Publié le 8 janvier 2022

Beatriz Rodovalho : “La question, c’est : qui a droit à l’auto-représentation ?”

D’origine brésilienne, Beatriz Rodovalho a soutenu en 2018 une thèse consacrée au réemploi de films d’amateurs à partir du travail du cinéaste hongrois Péter Forgács, auteur notamment de “La famille Bartos” (1988). S’appuyant sur le remontage des films de famille, elle a analysé la migration de ces images d’un contexte privé à un contexte collectif, politique et artistique. Aujourd’hui, Beatriz Rodovalho enseigne au département de cinéma de l’université d’Amiens et coordonne avec Giuseppina Sapio le groupe de recherche “Pratiques audiovisuelles d’amateur” au sein du laboratoire de recherche Ircav de l’Université Paris 3. Grâce à elles, le champ d’études ouvert par le théoricien Roger Odin s’actualise et s’élargit.

 

Comment est né votre intérêt pour le cinéma amateur ? 
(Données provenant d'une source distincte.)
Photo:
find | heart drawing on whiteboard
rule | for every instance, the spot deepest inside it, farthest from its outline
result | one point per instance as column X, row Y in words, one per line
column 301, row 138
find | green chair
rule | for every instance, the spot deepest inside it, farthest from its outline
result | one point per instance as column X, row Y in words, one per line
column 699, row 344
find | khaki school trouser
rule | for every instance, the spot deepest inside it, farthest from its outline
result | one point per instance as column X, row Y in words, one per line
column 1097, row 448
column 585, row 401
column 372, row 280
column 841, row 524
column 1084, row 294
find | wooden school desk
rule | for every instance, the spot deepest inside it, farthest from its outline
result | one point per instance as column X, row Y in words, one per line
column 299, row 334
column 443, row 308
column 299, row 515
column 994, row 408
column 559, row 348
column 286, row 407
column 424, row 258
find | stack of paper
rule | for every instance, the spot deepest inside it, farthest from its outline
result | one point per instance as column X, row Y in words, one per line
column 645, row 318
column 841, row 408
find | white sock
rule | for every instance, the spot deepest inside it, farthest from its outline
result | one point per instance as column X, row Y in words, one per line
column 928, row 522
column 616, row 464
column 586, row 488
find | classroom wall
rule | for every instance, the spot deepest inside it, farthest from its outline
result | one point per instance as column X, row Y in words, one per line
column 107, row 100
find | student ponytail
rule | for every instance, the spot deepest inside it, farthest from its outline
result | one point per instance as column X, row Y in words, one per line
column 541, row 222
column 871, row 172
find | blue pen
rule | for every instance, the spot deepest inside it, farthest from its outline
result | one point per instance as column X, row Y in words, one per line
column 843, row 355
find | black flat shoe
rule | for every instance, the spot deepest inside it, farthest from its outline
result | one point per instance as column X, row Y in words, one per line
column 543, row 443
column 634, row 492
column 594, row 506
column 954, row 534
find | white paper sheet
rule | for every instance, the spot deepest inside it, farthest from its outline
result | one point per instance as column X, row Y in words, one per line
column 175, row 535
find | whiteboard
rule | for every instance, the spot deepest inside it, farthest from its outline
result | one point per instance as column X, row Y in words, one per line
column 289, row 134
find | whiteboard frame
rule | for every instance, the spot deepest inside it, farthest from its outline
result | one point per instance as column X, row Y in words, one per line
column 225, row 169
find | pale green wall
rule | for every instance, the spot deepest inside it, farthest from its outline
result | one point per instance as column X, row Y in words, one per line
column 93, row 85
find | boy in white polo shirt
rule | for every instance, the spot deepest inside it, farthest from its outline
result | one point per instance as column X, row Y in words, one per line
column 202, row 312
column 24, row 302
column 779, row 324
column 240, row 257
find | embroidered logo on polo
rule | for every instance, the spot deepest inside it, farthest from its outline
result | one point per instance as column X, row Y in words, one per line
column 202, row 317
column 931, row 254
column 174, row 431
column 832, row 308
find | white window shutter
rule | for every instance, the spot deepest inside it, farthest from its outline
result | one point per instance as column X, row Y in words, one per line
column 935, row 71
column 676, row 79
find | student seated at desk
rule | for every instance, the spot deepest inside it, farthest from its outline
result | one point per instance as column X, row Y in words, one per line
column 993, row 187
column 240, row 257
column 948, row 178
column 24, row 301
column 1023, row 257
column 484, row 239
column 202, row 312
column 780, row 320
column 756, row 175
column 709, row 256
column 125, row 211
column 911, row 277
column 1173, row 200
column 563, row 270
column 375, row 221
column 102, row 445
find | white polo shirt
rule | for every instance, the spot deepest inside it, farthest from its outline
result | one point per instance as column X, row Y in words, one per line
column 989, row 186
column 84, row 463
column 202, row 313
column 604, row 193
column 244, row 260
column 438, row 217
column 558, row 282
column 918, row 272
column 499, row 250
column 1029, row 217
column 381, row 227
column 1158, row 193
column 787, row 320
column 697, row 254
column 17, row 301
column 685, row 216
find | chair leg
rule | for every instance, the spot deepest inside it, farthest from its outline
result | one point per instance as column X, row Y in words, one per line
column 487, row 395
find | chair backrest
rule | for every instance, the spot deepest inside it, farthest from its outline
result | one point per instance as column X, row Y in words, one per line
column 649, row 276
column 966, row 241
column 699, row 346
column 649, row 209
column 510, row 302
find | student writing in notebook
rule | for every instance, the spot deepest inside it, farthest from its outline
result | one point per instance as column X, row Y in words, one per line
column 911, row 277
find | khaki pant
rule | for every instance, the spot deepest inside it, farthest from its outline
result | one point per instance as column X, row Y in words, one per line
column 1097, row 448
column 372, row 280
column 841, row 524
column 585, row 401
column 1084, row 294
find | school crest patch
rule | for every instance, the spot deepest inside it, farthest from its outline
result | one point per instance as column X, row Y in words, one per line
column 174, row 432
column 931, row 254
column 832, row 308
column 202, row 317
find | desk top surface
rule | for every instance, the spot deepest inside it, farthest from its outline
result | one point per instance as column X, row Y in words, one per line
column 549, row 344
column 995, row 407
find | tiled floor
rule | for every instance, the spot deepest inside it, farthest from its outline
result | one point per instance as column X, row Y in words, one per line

Lors de ma licence en cinéma à São Paulo, j’ai fait partie d’un projet de recherche autour des fonds de films muets -c’est-à-dire jusqu’à 1930 environ- de la Cinémathèque brésilienne. Nous avons fait un travail de catalogage et d’analyse de ce fonds documentaire, et par hasard, la partie des collections qui était à ma charge correspondait aux films de famille. À partir de là, j’ai décidé de faire mon travail de fin d’études sur les fonds familiaux de la cinémathèque, ce qui m’a permis d’approfondir l’étude de ces films-là. 

Est-ce qu’avant de vous intéresser à ce champ du cinéma dans un contexte académique, vous étiez déjà familière des films amateurs ?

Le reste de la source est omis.